Expektasi.com, Boltara – Suasana berbeda tampak pada aksi demonstrasi yang digelar oleh massa aksi yang menamakan diri sebagai Aliansi Masyarakat Bolaang Mongondow Utara (Boltara). Aksi yang berlangsung di Kantor DPRD dan Kantor Bupati Boltara, Senin (8/9/2025), berjalan damai, tertib, dan penuh edukasi bagi masyarakat.
Massa aksi diterima langsung oleh pimpinan dan anggota DPRD Boltara.
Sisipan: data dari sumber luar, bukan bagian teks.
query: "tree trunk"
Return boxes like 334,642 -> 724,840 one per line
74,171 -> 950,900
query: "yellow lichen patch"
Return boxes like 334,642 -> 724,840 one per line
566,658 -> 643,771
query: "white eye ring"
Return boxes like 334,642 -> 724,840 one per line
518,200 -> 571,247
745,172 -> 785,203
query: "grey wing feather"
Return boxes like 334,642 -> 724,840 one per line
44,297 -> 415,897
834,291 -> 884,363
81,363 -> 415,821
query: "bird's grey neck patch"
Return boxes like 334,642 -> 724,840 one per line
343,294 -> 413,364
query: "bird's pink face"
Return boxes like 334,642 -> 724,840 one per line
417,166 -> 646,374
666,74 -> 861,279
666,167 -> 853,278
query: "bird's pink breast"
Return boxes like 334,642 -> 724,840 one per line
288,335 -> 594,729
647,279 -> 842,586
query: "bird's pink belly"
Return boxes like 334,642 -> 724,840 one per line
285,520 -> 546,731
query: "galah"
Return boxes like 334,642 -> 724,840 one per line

Sementara di Kantor Bupati, massa disambut hangat oleh Bupati, Wakil Bupati, serta jajaran pimpinan OPD. Mereka menyampaikan tuntutan kritis, mulai dari perbaikan kebijakan hingga penepatan janji politik.
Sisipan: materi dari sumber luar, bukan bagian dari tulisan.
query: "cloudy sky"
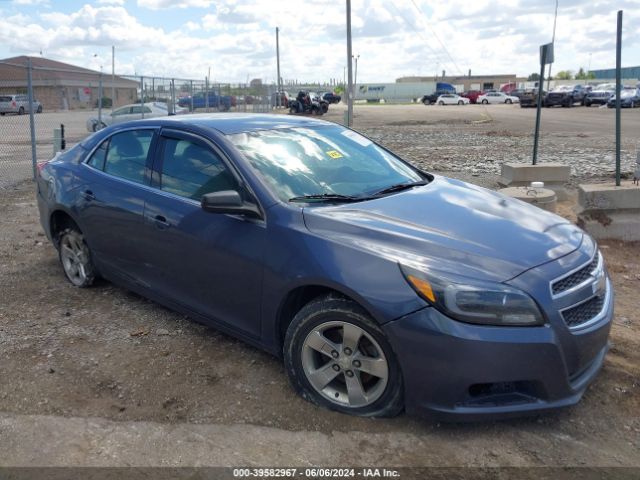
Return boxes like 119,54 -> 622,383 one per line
0,0 -> 640,82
Hal yang menarik perhatian publik justru datang dari cara Kapolres Boltara, AKBP Juleigtin Siahaan, SIK., MIK., hadir di tengah-tengah massa aksi. Tanpa pengawalan khusus maupun senjata, Kapolres terlihat membaur dengan massa aksi, berinteraksi dengan penuh keramahan, dan menanggalkan sekat antara aparat dengan rakyat.
Padahal, di berbagai wilayah lain di Indonesia, isu serupa kerap berujung chaos bahkan menelan korban. Namun, berkat komunikasi intens sejak tahap perencanaan aksi antara Polres Boltara melalui Kasat Intelkam IPTU Marthinus Fatubun dengan para koordinator lapangan, aksi di Boltara berlangsung kondusif. Komitmen bersama untuk menjaga keamanan dan kedamaian benar-benar diwujudkan hingga aksi selesai.
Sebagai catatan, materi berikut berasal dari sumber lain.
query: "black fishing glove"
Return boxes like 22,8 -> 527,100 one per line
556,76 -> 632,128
Banyak masyarakat dan ASN yang menyaksikan jalannya demonstrasi menilai bahwa aksi ini berbeda. Tidak hanya menyampaikan tuntutan, tetapi juga menjadi ruang edukasi publik tentang pentingnya aspirasi yang berpihak pada kepentingan rakyat.
Sejumlah warga bahkan menyebut, cara Kapolres Boltara menangani aksi damai ini layak menjadi contoh nasional. Dengan senyum ramah dan pendekatan humanis, Kapolres sukses menjaga situasi tetap kondusif, sekaligus menghapus kekhawatiran adanya tindakan anarkis maupun arogansi aparat.
Demonstrasi damai di Boltara kali ini menunjukkan bahwa penyampaian aspirasi bisa berjalan elegan, beradab, dan tetap berdampak positif bagi masyarakat.